Jeff had never been to Maui before and wasn't excited about going to Hawaii (long plane ride) After a week in SOK, Maui is his favorite island and his second favorite timeshare next to my Longboat Key, Fl.  Last time we were in April, you are on the beach, owners do have first dibs to ocean front but my last ocean view and penthouse view was  pretty darn good.  Nothing can beat waking up to the sound of the ocean waves,  going out with your coffee and watching the whales and then swimming in the ocean and have a turtle pass you by.  Walk along the beach at sunset till you see a lot of rocks and there will be turtles most nights.  Last time we went, we spent one day on the Road to Hana, Haleakala, two short half dayers down by Costco to sight seeing and   to get banana bread and sharks tooth. The rest of the time we spent at the resort except to go in to Lahaina to get ice cream.  Now he wants me to get back to back weeks at SOK.  We've been to a lot of very nice timeshares so we have a lot to compare to.  You will have a wonderful time.


----------



## Sugarcubesea (May 14, 2016)

eal said:


> If you check out Sands of Kahana in the Tug reviews section you will find a site map of the resorts with the different-sized units marked.
> 
> http://tug2.com/RnR/TabResortImages...mageGUID=2991198b-0619-4a8a-91e2-4e27e780e820



Does anyone know where this site map is, I've searched now for 20 minutes and can not find it....thanks


----------



## Sugarcubesea (May 14, 2016)

I was going to call the week prior to arrival and ask for a high floor, ocean view, do you think that is an unreasonable request.




BJRSanDiego said:


> I am a 3BR owner at the Sands of Kahana.
> 
> The last time I looked, there were 31 three-bedroom units.  Eight were considered Garden View, 18 were Ocean-view and five were Ocean Front.
> 
> ...


----------



## BJRSanDiego (May 17, 2016)

Sugarcubesea said:


> I was going to call the week prior to arrival and ask for a high floor, ocean view, do you think that is an unreasonable request.

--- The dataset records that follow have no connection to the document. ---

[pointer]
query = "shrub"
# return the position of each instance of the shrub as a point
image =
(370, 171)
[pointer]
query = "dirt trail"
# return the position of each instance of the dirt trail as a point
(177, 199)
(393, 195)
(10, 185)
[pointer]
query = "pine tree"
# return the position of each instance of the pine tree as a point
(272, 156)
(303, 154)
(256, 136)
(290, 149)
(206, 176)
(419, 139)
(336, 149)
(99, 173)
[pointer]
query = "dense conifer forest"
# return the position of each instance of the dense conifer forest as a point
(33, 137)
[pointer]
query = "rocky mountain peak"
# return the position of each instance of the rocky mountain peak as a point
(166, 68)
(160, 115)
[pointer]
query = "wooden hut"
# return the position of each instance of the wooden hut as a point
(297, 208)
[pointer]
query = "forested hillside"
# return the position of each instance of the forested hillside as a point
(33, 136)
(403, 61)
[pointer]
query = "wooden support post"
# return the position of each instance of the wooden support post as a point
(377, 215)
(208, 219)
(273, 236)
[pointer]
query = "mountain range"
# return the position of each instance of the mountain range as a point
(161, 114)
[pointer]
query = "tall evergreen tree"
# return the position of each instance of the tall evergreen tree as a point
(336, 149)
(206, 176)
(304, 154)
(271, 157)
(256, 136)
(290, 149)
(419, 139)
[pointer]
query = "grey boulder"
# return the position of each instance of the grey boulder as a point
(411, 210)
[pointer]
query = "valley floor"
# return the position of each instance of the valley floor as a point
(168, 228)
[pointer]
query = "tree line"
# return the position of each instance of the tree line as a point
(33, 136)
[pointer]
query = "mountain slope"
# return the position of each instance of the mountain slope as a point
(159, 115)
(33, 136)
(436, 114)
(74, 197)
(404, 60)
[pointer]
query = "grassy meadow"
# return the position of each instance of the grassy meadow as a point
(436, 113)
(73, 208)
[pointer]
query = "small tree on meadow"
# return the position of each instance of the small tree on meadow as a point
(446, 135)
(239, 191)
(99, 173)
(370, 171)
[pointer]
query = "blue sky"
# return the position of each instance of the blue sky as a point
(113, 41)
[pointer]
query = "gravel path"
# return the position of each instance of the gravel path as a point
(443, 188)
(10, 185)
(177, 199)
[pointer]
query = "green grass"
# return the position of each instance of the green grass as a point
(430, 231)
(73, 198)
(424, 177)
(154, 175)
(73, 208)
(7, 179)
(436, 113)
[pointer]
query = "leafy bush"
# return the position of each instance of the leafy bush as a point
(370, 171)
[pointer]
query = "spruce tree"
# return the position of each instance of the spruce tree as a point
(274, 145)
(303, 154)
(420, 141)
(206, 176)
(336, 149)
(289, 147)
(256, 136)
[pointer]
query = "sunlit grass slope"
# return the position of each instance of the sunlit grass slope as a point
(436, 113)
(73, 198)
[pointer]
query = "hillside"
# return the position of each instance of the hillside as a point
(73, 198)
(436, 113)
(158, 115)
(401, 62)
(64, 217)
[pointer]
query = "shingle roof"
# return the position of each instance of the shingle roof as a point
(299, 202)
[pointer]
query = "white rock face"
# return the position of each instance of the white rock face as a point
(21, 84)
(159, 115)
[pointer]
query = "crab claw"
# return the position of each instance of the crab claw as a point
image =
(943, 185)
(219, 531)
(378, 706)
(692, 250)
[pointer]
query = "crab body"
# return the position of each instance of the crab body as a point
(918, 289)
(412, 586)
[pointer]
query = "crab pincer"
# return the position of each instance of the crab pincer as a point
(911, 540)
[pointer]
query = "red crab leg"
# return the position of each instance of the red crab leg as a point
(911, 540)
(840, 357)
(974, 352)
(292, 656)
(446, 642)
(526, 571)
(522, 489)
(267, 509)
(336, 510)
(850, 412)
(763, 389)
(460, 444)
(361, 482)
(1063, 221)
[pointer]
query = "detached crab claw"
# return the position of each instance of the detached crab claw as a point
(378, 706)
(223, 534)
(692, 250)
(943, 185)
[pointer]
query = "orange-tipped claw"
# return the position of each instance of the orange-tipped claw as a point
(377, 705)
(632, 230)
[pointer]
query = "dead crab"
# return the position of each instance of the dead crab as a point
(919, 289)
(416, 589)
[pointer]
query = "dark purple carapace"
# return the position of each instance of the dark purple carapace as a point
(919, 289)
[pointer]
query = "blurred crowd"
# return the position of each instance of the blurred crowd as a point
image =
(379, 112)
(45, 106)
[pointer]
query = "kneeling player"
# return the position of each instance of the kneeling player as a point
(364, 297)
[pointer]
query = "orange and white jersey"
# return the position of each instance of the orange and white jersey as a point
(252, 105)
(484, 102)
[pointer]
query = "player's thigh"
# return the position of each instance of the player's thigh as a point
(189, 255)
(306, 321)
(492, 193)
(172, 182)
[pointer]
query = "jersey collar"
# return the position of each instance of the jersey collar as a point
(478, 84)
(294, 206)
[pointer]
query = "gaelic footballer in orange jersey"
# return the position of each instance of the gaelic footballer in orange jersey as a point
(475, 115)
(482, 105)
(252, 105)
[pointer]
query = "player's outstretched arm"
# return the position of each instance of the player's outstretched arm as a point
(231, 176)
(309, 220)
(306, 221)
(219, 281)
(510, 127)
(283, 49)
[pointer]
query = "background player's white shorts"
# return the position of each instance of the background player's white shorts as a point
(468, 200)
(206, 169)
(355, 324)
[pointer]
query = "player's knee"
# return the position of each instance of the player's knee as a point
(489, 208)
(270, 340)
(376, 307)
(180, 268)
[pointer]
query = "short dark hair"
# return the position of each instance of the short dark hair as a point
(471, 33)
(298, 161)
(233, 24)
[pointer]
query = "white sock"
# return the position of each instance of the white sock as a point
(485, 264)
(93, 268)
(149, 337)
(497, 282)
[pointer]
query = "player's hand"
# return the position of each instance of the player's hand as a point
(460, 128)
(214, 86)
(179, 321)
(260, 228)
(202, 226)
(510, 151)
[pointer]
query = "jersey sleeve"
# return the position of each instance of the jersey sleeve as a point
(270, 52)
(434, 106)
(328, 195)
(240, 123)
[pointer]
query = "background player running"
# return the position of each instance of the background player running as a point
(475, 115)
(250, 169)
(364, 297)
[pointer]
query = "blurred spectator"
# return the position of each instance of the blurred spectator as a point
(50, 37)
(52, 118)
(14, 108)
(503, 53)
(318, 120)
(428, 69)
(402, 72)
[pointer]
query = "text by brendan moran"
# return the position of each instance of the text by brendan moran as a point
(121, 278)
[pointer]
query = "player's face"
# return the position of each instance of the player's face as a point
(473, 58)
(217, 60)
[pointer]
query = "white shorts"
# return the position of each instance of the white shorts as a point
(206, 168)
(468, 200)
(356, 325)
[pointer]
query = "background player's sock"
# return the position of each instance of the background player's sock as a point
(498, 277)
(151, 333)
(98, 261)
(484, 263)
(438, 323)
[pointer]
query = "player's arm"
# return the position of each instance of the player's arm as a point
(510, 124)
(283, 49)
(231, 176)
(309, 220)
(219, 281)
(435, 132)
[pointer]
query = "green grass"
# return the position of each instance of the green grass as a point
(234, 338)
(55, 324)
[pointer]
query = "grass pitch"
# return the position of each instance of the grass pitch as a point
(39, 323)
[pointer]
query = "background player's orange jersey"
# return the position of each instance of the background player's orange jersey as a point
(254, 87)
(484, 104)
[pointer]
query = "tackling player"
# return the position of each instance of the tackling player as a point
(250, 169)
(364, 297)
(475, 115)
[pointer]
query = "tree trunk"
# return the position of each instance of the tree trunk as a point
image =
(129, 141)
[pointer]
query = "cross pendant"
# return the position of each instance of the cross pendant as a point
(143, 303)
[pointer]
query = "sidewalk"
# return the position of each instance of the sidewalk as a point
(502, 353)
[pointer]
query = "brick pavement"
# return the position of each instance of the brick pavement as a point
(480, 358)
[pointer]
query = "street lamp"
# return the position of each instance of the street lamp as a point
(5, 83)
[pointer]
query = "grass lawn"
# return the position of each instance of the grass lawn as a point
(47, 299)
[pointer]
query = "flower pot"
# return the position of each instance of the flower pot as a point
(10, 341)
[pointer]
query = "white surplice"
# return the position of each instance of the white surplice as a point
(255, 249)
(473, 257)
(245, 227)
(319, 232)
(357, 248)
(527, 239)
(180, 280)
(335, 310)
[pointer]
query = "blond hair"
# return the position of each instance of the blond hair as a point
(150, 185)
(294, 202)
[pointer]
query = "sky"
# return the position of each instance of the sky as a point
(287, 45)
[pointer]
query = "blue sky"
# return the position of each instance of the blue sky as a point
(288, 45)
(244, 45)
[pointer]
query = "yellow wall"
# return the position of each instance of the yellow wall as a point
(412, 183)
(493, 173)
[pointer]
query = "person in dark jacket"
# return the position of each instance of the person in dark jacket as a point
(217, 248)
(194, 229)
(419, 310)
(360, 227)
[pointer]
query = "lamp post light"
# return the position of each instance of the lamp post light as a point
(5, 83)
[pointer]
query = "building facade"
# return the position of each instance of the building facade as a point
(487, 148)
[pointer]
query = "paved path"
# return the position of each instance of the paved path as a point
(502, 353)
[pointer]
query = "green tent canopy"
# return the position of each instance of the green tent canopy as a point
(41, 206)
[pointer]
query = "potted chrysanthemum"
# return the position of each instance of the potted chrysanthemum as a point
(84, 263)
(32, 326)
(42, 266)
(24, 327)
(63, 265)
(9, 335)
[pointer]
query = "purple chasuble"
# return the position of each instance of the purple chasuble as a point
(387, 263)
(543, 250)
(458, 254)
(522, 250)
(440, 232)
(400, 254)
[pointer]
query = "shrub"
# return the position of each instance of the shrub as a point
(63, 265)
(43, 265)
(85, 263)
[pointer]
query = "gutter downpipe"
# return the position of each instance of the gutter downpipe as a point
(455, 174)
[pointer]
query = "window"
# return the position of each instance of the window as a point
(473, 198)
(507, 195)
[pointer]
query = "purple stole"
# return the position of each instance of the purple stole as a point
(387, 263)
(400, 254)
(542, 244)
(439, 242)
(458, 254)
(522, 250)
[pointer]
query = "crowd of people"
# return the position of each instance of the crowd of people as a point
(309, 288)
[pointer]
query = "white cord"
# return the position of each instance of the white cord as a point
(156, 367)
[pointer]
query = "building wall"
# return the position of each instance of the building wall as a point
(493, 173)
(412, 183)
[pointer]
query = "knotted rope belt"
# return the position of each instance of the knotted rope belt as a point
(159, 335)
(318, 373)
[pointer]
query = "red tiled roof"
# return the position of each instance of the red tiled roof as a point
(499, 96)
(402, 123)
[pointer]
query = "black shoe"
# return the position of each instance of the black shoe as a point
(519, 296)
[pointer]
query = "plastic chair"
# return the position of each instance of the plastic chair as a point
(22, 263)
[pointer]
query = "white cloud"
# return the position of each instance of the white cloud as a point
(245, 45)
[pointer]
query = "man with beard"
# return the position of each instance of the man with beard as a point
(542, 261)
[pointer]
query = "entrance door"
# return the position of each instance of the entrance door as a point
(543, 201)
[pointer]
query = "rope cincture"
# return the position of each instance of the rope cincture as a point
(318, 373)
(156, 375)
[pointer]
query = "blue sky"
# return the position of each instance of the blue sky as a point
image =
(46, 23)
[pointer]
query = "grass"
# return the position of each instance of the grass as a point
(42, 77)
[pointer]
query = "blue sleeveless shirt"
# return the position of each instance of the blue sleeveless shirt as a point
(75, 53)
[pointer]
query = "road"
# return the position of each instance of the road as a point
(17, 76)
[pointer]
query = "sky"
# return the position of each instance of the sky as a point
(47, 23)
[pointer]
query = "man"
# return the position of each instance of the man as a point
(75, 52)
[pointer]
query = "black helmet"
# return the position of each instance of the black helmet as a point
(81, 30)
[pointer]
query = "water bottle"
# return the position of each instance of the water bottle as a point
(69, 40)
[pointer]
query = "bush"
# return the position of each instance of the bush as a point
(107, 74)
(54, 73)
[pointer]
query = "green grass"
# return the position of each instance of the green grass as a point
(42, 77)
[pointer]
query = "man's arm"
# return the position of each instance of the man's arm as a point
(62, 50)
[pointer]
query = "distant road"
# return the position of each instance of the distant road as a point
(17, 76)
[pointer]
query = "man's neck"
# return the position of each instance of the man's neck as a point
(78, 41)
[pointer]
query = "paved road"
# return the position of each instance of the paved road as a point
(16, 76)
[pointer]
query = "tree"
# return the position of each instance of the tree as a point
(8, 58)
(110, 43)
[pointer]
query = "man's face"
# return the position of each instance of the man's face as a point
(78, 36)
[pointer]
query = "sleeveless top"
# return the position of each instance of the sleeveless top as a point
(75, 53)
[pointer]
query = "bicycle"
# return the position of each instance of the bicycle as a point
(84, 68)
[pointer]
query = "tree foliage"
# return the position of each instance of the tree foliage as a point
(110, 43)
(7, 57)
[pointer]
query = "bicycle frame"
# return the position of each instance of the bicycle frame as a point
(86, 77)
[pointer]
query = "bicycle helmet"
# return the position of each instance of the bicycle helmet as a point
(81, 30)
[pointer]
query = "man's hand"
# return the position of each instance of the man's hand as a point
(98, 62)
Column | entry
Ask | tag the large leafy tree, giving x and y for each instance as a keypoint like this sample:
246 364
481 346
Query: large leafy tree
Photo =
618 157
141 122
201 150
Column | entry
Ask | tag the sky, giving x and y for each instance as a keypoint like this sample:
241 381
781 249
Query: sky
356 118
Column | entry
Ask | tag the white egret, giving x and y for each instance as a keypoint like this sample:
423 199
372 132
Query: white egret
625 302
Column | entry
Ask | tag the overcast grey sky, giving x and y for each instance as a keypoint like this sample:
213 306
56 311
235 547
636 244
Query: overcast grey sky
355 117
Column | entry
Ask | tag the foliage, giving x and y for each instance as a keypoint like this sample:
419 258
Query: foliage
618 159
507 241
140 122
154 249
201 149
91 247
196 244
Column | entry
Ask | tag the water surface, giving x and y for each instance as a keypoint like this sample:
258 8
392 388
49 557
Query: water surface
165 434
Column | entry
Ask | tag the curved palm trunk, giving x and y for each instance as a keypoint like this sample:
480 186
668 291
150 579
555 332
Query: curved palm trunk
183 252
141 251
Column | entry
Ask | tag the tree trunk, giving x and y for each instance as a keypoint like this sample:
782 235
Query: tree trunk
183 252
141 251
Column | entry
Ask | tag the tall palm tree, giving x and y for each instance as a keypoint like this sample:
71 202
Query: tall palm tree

It certainly cannot hurt to ask.  Even if you do NOT get an ocean view but GET a higher floor, your unit will be a bit quieter and perhaps it will be a bit breezier.

As is the case with many timeshares, the owners (supposedly) get the first choice of views, followed by exchangers followed by renters.  

But it can't hurt to ask.  The on-site staff try to satisfy their customers.


----------



## Sugarcubesea (May 17, 2016)

BJRSanDiego said:


> It certainly cannot hurt to ask.  Even if you do NOT get an ocean view but GET a higher floor, your unit will be a bit quieter and perhaps it will be a bit breezier.
> 
> As is the case with many timeshares, the owners (supposedly) get the first choice of views, followed by exchangers followed by renters.
> 
> But it can't hurt to ask.  The on-site staff try to satisfy their customers.



Thank you so much for the response....


----------